Юрий Павлович вспоминал страшную блокадную зиму сорок первого – сорок второго. От жуткого холода постоянно трясла противная дрожь. Ложились не раздеваясь – так и спали в куче вещей, пробуждались с мыслями о хлебе и еще плотнее втискивались в «нору», чтобы полежать, но голод выгонял.

Воздушные тревоги и обстрелы измучили.

Очередь за хлебом застывала в мрачной неподвижности при свечках или керосиновой лампе. Двигались шажками, когда очередник прижимал пайку к груди и медленно отделялся от прилавка. Слова были редки, кратки. Ввалившиеся глаза жадно впивались в ряды хлебных кирпичиков и неотрывно следили за руками продавца, когда взвешивалась пайка.

Холодные темные окна смотрелись пустыми глазницами. Дома напоминали покойников.

Удобнее всего сиделось, лучше – лежалось. Стоять или идти было тяжело и казалось насилием. Голова все время была отуманена. Хотелось одного – наесться. Кто разом съедал свой хлеб, тех не спасла весна сорок второго, когда даже увеличивали норму на хлеб. Карточки стали отоваривать, зелень была многим доступна, но люди все равно погибали. Особенно те, кто трясся от одного вида тарелочки супа.

По дороге в эвакуацию на крупных станциях давали обеды и положенный паек, но многих подстерегал дистрофический понос.

– Ольга, – продолжал Алексей Михайлович, – моя старшая сестра, еще до раскулачивания вышла за Максима и уехала в Ленинград. Он кровельщиком работал. Они неплохо жили. Дочка всегда была нарядная, с бантиком на голове и часто пела, когда приходили гости:

 
Слушай, Оля, вырасту большой –
Мы поженимся с тобой.
Я себе для красоты
Выращу большущие усы…
 

Ольга с Валентиной всю блокаду пережили. Максим с первых дней служил под Ленинградом.

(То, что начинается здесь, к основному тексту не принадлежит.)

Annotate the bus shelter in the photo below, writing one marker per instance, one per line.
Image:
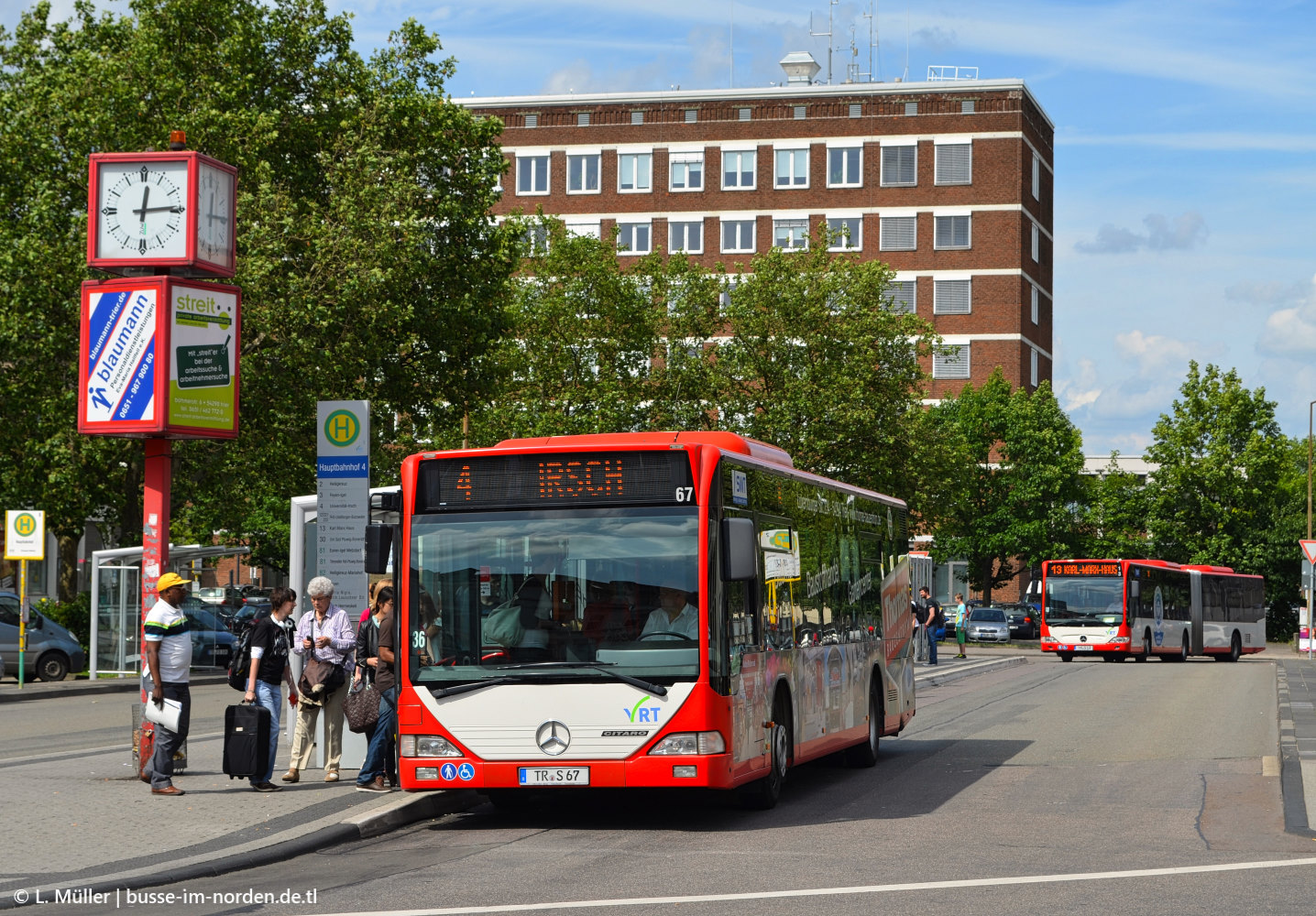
(116, 607)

Валентина уже после смерти матери показывала мне отцовские письма.

В августе сорок первого он просил Ольгу никуда не уезжать, даже если и предложат, потому что скоро все закончится. И сообщал, как лучше к нему добраться, если захотят увидеться: «Сесть на Лиговском на двадцать седьмой трамвай, доехать до завода «Светлана», там пересесть на двадцатый автобус и выйти на станции Девяткино. Тут северные ворота гарнизона. Приезжайте!» «Дочура, тебе, наверное, страшно во время налета варваров? Потерпи еще немного – может, пару недель, а там разобьют прохвостов и выгонят. Тогда вздохнете свободно, и я к вам приеду», – писал он первого октября.

Девятого октября Максим советовал ехать к нему уже на десятом трамвае, до Ржевки, там пройти километров пять к южным воротам. Жаловался на черный липкий хлеб, который им давали: «От него, по-видимому, желудок-то и заболел, а когда воробьиная порция привилась, и болезнь прошла. Теперь все в порядке».

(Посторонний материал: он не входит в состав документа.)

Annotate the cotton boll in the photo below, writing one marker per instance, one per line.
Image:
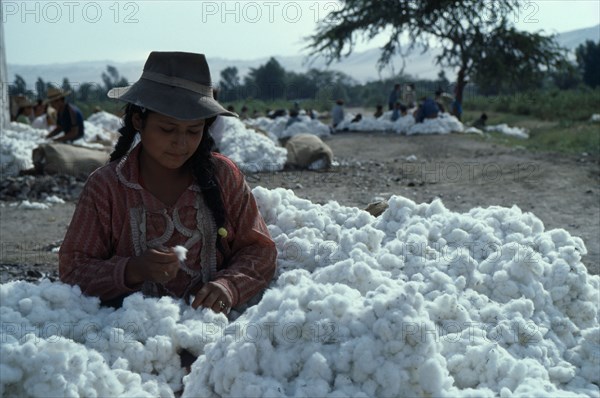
(181, 252)
(432, 376)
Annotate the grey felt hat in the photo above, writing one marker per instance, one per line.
(176, 84)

«Семнадцатого октября, – писал Максим, – у меня появилась опухоль на лице, на ногах, на руках. Ходить стало тяжело. Врач освободил меня от всякой работы, а через четыре дня никакой опухоли не нашел. На самом деле она не проходила. Это не только у меня. Половина ходят опухшими. Доктор знает, отчего, но лечить нечем, кормить нечем и освобождать нельзя. Так и служим – как живые трупы, ветром шатает».

«Дома я осуждал Александра, – писал он в конце ноября сорок первого, – считал его бесхарактерным, а последний поступок (самоубийство) – глупым. Теперь понял его душевное волнение, хотя еще не испытал того, что перенес он в прошлую войну. Мне кажется, что он распорядился своей судьбой правильно. Чем мучиться, лучше сразу умереть. Вот и настало время, когда живые завидуют мертвым. Я по себе чувствую, что до конца сорок первого дотяну, а дальше – не знаю».

Двадцать пятого декабря Максим сообщал: «Посылочка меня оживила. Теперь продержусь недели две, а там уже должно быть улучшение, иначе все свалимся. Очень многие болеют – приходится их заменять, работы прибавилось».

Больше писем не было.

Однажды, когда Ольга ушла на работу, моя матушка увидела ее юбку на кровати, проворчала: «Плохая примета». И послала внучку. Ольга не поверила, распахнула пальто – удивилась: стоит без юбки… А вскоре весть о гибели Максима пришла.

Родитель мой умер в феврале сорок второго, а матушка – весной.

Ольга отдавала свою пайку дочери, а сама перебивалась на столовской похлебке. К весне она высохла. Однажды потеряла на работе сознание. Ее положили в заводскую больницу. Двенадцать дней она не приходила в сознание. Врачи не надеялись на выздоровление, утром справлялись: «Смирнова не умерла?» Последние дни Ольга слышала эти разговоры как во сне, но не относила их к себе, а в уме молилась. Солнце ли заглянуло ей в глаза, или на самом деле Ольга видела, как перед ней опускается икона Николая Чудотворца, которая висела дома, она не поняла, но с того дня силы стали прибывать. В День Победы она всем со слезами рассказывала про это видение. Потом за военного вышла и перебралась в Москву.

6

– В День Победы только умершие не ликовали, – подхватил мысль о конце войны Юрий Павлович, внимательно наблюдая за пляшущим поплавком, готовый в любую минуту дернуть удилище. – Радость такой ценой досталась, что невольно все плакали. Заплатили полной мерой. Из эвакуации тоже многие не вернулись. Двор вначале пустой был. Оказывается, Гогочка с матерью еще в марте сорок второго на Ладоге под лед вместе с машиной ушли…

– Матрена моя после войны не захотела в город возвращаться. Как эвакуировалась в сорок втором с дочкой в деревню, так и осталась в родительском доме, – перебросил удочку Алексей Михайлович. – Комнату нашу в Ленинграде снарядом разворотило. Ремонтировать надо было или скитаться по углам. Одним словом, не пожилось ей в Ленинграде. Сказала, век больше в город не поеду. В деревне, мол, все мое: соседи, усадьба, а там – как загнанная. Невский, Садовую не любила из-за толкотни – ходила, когда уже прижмет. А на Сенной рынок – так через дворы с Фонтанки до последнего дня бегала.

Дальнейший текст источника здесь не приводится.